Voorzorgsmaatregelen voor gebruik
BIJZONDERE VOORZORGEN VOOR OUDEREN
- Antipsychotica hebben in het kader van gedragsstoornissen bij dementie een negatieve risico-baten balans, zelfs indien er een psychotische component is. De werkzaamheid is heel beperkt. Indien toch gebruikt, moeten de behandelingsduur zo kort mogelijk en de dosis zo laag mogelijk gehouden worden, en de noodzaak voor het voortzetten van de behandeling moet regelmatig worden geëvalueerd. Bij de aanvang van de behandeling dient een tentatieve stopdatum te worden voorzien binnen de 3 maanden.
- De dosering die hier gegeven wordt, is alleen als leidraad bedoeld, en moet individueel aangepast worden, op basis van het klinisch antwoord, het optreden van extrapiramidale ongewenste effecten en de graad van sedatie.

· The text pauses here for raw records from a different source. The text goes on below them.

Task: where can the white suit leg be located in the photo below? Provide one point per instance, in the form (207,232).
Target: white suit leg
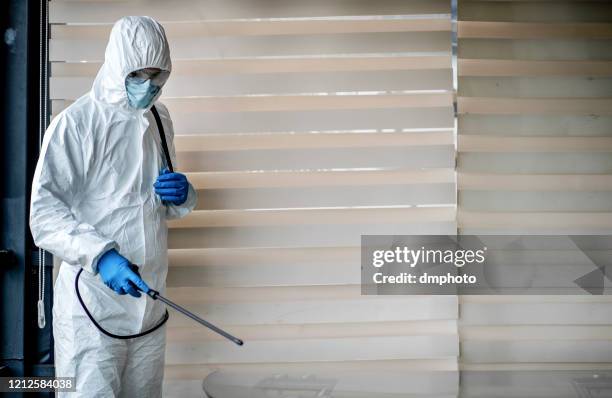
(97,361)
(144,369)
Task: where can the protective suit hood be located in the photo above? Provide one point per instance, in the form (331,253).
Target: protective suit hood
(134,43)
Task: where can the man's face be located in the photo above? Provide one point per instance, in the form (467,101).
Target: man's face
(144,85)
(157,76)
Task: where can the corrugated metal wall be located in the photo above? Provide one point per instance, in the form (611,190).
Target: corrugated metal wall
(303,124)
(535,156)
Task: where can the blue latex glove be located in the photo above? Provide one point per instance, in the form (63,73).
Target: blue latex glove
(115,271)
(172,187)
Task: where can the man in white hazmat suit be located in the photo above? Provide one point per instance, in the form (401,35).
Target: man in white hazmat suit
(96,204)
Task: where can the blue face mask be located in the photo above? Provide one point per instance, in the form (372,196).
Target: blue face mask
(140,93)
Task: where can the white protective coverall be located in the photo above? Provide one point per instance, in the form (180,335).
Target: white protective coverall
(93,191)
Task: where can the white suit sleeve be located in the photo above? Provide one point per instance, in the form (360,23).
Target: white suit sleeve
(178,211)
(58,179)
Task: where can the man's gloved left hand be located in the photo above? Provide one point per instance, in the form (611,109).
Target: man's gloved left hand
(172,187)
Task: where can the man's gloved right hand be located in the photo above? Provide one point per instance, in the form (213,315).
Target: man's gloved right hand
(115,271)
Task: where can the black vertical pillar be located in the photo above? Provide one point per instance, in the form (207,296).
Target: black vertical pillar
(25,350)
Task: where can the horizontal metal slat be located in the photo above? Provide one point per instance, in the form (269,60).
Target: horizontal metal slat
(278,83)
(357,309)
(233,142)
(327,196)
(293,64)
(246,179)
(338,330)
(318,350)
(301,235)
(220,218)
(534,220)
(534,182)
(507,67)
(530,106)
(487,143)
(285,103)
(278,26)
(532,30)
(193,47)
(101,12)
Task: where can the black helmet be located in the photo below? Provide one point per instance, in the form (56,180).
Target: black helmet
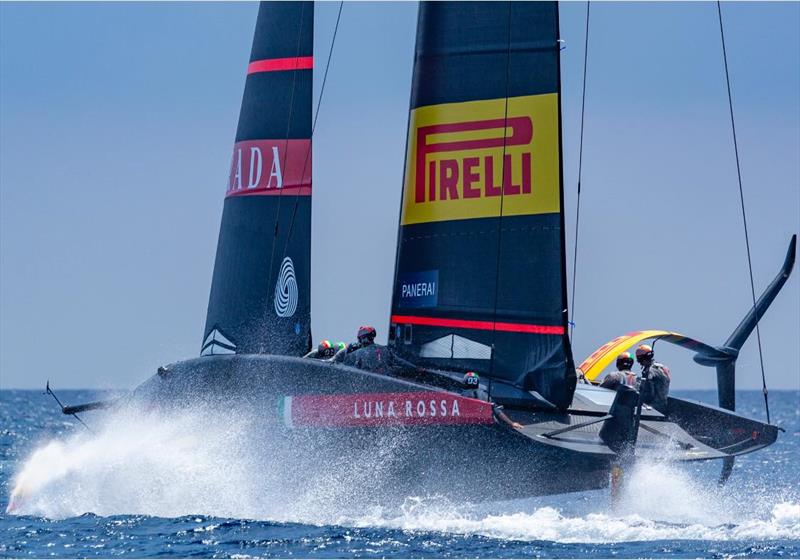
(366,334)
(644,354)
(624,361)
(471,380)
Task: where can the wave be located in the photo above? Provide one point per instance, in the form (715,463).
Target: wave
(141,463)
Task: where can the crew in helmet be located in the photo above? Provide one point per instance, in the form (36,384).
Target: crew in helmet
(623,375)
(655,379)
(365,338)
(471,388)
(324,351)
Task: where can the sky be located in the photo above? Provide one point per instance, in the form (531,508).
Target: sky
(116,128)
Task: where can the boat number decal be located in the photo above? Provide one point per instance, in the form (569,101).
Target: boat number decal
(286,290)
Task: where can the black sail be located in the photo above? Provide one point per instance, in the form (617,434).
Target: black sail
(260,292)
(480,272)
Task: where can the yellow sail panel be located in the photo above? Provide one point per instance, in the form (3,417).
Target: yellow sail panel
(608,352)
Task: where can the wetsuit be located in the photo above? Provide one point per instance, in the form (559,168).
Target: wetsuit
(656,390)
(317,355)
(616,379)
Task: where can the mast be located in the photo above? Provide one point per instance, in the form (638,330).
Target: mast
(480,280)
(260,292)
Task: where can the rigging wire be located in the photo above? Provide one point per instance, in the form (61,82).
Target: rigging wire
(314,125)
(744,213)
(502,193)
(580,171)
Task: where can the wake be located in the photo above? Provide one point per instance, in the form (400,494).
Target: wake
(200,464)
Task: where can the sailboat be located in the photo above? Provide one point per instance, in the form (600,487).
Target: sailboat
(479,283)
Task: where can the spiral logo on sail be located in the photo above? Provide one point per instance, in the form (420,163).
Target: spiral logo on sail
(286,290)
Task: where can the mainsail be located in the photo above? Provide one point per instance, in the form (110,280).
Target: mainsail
(260,293)
(480,272)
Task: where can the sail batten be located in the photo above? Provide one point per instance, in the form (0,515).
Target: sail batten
(480,249)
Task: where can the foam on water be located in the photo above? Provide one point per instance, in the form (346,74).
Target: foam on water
(187,464)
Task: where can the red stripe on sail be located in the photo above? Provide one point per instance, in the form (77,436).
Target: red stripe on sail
(281,64)
(478,325)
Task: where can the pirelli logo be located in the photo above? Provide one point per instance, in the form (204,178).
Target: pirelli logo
(465,158)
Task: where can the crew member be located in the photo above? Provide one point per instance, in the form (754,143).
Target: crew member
(623,375)
(339,351)
(655,379)
(323,351)
(472,389)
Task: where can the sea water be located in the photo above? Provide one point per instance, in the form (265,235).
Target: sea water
(141,485)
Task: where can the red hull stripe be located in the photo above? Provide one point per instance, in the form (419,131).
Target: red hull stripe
(479,325)
(281,64)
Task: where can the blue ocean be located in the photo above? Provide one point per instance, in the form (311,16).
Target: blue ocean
(140,487)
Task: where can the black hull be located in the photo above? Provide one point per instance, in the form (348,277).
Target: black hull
(552,453)
(472,462)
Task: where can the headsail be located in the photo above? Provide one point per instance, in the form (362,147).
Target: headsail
(480,272)
(260,292)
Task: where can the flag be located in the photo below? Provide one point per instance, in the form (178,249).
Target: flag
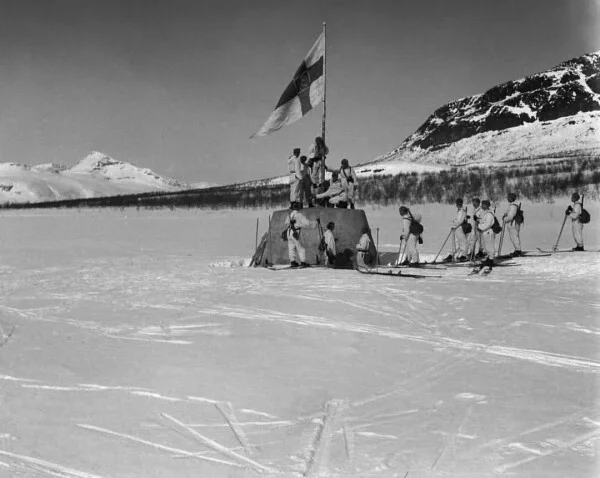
(305,91)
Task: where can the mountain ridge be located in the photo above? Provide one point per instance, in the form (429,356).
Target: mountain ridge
(95,175)
(569,89)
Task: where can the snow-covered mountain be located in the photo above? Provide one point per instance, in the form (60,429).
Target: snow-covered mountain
(555,113)
(94,176)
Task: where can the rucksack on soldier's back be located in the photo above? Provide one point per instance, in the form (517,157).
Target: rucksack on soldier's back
(322,244)
(519,216)
(496,227)
(584,217)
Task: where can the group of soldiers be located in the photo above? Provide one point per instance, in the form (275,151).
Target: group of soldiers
(473,235)
(308,184)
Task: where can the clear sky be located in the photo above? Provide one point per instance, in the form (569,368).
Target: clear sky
(179,86)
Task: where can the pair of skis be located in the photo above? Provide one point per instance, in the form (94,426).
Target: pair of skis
(558,251)
(393,271)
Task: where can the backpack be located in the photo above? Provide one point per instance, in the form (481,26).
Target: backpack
(584,217)
(496,227)
(519,217)
(349,179)
(466,226)
(322,244)
(415,227)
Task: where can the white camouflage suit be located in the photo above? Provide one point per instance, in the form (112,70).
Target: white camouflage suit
(512,226)
(412,253)
(488,238)
(295,170)
(475,236)
(576,225)
(361,249)
(460,239)
(296,247)
(330,243)
(317,154)
(348,177)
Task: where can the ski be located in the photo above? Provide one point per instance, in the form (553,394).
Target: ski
(285,268)
(393,273)
(420,265)
(525,254)
(560,251)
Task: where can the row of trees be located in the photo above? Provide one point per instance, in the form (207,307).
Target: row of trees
(538,182)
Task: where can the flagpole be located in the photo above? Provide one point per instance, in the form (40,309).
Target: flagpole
(324,81)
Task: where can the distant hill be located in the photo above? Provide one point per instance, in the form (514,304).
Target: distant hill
(96,175)
(552,114)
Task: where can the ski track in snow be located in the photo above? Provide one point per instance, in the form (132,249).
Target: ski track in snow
(168,300)
(536,356)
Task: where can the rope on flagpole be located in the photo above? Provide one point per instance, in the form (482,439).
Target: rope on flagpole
(324,81)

Bij epilepsiepatiënten kan het noodzakelijk zijn de dosis van de anti-epileptica aan te passen, vermits haloperidol de epilepsiedrempel kan verlagen. De dosis aanpassen bij lever-of nierinsufficiëntie.
- Vóór het starten van de behandeling wordt de medische toestand geëvalueerd en wordt er een cardiovasculaire risico-inschatting gemaakt. Vervolgens wordt de behandeling gestart, rekening houdend met het type dementie, de comorbiditeiten en het cardiovasculaire risico van de patiënt.
- Bij lage dosis is geen ECG-monitoring nodig. Bij dosissen boven 2 mg is inschatting van het individuele risico op torsade de pointes en EKG-controle aangewezen voorafgaand aan het opstarten van de medicatie en na het bereiken van de Tmax (Tmax haldol 2-6u). Bij een verlengd QT dient de dosis verminderd te worden. Bij een QT boven 500 ms of een verlenging van meer dan 60 ms ten opzichte van de baseline dient men het antipsychoticum te verminderen of te stoppen.
- In verband met de metabole effecten is regelmatige opvolging van gewicht, bloeddruk en bepaalde metabole parameters (glykemie, lipiden) aanbevolen.
- Rekening houden met het risico van vallen en de gevolgen hiervan. Stoppen bij voorgeschiedenis van vallen of valneiging.
- Bij verbetering van de gedragsstoornissen dient het antipsychoticum geleidelijk afgebouwd te worden.
- Bij acute agressie/agitatie worden de antipsychotica gestopt van zodra de situatie terug genormaliseerd is.
- Bij niet-acuut probleemgedrag wordt het voorschrijven beperkt tot 12 weken zonder symptomen. Om de drie maanden wordt geprobeerd de medicatie af te bouwen of te stoppen (sommige gedragingen verminderen bij progressie van de ziekte).
- Het afbouwen van antipsychotica dient te gebeuren in combinatie met niet-medicamenteuze interventies (zoals meer sociale contacten, meer beweging…):
- Halveer de dosis om de twee weken tot een lage dosis (haldol 2 mg). Na twee weken op een lage dosis kan de behandeling worden gestopt.
- Volg de patiënt initieel wekelijks, daarna maandelijks tot 4 maanden na het stoppen van het antipsychoticum.
- Voorzichtigheid is geboden tijdens een hittegolf: stoornissen in de thermoregulatie zijn mogelijk.
-
"Start low, go slow" en herevalueer na 3-7 dagen de werkzaamheid en ongewenste effecten.